Seanad debates

Thursday, 13 December 2018

Health (Regulation of Termination of Pregnancy) Bill 2018: Report and Final Stages

 

12:50 pm

Photo of Alice-Mary HigginsAlice-Mary Higgins (Independent) | Oireachtas source

This is one area where we have effectively been asked to put our trust in the training that might be provided for doctors, in terms of clinical guidelines and how things unfold. I want to mark the real concerns in this area. It is not merely the case that the guidelines are there but there must be engagement on how the practice unfolds. We must ensure that, for instance, the word "serious" is not interpreted in such a way that it does have a chilling effect in practice. We must ensure we monitor what happens and that we listen, because it took a long time as a nation to listen to the stories of women, and doctors, as to how things tend to unfold in reality. Either these will go forward and be successful or we will have to revisit these issues. If "serious" is interpreted in a way that it was in symphysiotomy, and I hope that never happens, whereby something would be regarded as not serious so long as a woman could continue reproducing, it will be an issue. That has happened in Ireland and many of these issues are almost cultural. I accept that we may not want to deal with all of these in legislation but they are matters of practice.

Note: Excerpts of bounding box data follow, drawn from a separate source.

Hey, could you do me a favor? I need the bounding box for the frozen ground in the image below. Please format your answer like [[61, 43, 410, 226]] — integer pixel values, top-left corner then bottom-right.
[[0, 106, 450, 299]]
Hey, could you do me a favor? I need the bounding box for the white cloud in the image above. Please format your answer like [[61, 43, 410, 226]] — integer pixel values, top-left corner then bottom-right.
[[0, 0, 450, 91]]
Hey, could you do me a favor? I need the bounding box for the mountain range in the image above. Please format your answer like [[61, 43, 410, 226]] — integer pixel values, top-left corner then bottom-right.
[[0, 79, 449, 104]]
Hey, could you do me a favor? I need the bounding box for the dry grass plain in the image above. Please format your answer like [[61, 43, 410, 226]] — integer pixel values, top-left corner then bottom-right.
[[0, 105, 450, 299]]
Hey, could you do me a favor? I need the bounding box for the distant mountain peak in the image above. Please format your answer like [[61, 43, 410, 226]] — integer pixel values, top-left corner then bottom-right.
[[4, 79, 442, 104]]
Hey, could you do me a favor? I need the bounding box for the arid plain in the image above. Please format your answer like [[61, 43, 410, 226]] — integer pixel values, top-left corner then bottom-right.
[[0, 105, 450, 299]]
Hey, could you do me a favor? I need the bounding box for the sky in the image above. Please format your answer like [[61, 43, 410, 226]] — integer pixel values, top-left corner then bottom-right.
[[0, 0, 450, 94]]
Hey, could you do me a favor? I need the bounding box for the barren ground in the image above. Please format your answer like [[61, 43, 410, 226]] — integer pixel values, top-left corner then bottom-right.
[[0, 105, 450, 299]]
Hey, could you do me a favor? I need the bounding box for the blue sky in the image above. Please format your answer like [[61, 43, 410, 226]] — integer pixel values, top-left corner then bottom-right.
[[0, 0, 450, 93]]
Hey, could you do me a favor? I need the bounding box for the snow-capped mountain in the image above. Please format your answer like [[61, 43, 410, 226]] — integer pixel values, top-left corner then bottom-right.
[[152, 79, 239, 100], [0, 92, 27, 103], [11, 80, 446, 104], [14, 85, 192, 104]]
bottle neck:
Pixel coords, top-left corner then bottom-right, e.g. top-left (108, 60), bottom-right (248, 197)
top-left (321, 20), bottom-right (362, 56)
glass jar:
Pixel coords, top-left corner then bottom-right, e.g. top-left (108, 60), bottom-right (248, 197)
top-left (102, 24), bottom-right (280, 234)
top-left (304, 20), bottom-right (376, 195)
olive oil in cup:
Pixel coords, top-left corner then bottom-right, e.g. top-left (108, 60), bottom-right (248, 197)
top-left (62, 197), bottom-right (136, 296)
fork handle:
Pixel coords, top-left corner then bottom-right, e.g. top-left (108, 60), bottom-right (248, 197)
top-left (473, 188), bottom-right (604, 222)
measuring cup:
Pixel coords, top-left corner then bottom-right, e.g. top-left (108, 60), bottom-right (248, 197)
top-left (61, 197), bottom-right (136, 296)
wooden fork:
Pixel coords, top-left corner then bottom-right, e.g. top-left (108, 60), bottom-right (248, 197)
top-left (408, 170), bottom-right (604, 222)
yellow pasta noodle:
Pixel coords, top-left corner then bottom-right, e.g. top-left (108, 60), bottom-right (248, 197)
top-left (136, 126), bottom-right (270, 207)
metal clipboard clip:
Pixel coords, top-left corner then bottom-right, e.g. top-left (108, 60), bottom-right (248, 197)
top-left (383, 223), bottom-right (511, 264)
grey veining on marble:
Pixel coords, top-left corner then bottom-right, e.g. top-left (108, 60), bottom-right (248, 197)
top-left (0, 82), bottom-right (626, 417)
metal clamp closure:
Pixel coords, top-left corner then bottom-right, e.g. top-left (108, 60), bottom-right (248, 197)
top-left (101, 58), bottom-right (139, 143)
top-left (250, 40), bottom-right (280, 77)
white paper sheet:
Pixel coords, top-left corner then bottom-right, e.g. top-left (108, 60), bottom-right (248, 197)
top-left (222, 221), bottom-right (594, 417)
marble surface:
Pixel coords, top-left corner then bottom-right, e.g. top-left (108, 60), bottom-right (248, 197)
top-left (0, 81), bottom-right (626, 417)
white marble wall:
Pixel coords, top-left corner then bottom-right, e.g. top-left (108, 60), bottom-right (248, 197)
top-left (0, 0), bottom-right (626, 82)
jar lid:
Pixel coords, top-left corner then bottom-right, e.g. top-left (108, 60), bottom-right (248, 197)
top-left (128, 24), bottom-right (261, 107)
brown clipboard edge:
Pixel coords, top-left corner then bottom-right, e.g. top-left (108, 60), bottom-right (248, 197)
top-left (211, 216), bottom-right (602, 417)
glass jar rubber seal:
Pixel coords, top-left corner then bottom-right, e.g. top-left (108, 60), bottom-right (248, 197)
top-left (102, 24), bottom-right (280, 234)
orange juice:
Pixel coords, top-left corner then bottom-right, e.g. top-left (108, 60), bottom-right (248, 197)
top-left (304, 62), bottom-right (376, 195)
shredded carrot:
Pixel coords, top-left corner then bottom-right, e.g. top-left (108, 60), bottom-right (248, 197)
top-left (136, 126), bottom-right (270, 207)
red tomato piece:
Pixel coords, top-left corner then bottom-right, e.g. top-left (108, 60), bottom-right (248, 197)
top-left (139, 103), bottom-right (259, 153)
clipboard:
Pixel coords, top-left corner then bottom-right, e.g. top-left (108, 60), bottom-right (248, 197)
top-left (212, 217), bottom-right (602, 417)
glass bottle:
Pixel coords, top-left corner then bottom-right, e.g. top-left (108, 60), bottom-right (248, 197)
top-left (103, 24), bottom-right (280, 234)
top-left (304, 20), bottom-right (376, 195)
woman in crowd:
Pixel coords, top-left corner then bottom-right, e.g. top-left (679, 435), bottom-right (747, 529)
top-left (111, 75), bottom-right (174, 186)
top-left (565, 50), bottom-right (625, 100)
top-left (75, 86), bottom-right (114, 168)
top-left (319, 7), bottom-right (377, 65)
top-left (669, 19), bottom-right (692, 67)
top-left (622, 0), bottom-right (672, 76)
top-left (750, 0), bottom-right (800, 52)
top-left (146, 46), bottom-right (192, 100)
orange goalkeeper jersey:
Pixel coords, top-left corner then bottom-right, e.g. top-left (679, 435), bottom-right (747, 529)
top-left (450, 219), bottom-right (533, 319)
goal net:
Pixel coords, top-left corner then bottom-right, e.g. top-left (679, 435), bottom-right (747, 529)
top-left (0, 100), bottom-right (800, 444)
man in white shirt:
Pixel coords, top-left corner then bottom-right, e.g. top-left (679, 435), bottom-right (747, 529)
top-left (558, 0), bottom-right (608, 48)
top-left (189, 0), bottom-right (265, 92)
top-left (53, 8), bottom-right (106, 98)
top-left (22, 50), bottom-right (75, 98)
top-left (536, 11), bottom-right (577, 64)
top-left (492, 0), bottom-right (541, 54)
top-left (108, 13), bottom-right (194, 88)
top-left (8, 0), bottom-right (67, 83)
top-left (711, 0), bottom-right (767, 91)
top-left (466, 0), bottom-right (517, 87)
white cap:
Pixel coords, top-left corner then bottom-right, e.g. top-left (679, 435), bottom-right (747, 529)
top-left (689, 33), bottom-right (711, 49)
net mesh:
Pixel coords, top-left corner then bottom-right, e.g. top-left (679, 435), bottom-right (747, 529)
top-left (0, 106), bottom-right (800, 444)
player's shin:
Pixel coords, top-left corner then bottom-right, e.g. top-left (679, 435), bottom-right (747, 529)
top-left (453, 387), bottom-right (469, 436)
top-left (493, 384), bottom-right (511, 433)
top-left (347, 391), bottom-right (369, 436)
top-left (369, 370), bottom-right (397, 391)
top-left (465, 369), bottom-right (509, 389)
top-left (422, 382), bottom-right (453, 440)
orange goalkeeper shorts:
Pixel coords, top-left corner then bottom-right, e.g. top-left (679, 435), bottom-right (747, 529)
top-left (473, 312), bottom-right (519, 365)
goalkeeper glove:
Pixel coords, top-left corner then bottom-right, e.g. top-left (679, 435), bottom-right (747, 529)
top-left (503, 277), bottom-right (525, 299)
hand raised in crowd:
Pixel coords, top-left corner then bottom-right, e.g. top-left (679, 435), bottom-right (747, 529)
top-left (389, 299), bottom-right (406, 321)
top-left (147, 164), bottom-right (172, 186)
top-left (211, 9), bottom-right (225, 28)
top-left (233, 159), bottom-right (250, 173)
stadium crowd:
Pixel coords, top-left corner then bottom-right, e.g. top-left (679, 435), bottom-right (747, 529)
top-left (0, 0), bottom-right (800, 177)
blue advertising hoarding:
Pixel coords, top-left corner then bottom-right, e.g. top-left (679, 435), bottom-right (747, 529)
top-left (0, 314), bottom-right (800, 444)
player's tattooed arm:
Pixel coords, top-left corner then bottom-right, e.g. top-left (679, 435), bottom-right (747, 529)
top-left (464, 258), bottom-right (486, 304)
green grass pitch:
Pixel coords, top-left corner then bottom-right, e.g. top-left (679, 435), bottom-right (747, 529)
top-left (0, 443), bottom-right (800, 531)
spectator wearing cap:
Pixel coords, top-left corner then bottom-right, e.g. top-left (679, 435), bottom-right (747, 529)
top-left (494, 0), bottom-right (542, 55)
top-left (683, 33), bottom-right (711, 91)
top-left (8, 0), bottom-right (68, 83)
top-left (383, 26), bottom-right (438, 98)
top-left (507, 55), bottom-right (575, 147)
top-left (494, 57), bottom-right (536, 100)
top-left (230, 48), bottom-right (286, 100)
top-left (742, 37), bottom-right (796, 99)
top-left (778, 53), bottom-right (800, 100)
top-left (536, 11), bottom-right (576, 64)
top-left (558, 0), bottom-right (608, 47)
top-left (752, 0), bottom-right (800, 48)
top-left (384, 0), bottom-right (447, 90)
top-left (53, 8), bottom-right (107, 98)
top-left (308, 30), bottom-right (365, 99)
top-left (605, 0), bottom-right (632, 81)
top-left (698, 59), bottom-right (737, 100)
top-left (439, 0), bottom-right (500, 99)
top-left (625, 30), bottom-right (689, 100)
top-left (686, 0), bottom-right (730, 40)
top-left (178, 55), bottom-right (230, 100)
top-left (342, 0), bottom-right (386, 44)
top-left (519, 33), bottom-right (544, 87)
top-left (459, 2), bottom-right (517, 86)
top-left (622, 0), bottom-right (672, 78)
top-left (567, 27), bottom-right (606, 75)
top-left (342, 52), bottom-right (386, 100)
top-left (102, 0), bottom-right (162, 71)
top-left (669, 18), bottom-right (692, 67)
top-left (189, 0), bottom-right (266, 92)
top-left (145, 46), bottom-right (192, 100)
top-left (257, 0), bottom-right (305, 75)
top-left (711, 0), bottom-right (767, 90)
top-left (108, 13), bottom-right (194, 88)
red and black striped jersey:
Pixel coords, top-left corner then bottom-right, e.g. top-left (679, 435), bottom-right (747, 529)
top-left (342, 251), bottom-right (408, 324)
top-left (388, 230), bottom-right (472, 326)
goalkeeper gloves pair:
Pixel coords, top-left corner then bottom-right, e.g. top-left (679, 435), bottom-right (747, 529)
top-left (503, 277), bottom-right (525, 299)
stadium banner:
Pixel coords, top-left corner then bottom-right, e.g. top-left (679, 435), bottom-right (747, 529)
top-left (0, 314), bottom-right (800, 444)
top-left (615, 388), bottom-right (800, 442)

We should be watchful of a pattern emerging in which people attend a first appointment but do not follow up three days later. There is concern that visiting the doctor can be a great effort for people in difficult living situations, particularly in situations of violence, insecurity or in which their attendance anywhere is attached to the care of many other vulnerable persons of whom they may be the carer. We should be careful that people need not look to alternative routes because this serves as an obstacle. I accept that the emergency provision in section 12 may serve in that regard but we may need to revisit it. There may be measures such as time-delay prescriptions or phone consultations. We may need to examine this in different ways to see that it is working. While I might not wish for a three-day delay, I understand that the principle is being enshrined in the legislation but we must monitor it carefully so that it does not block access to the most vulnerable.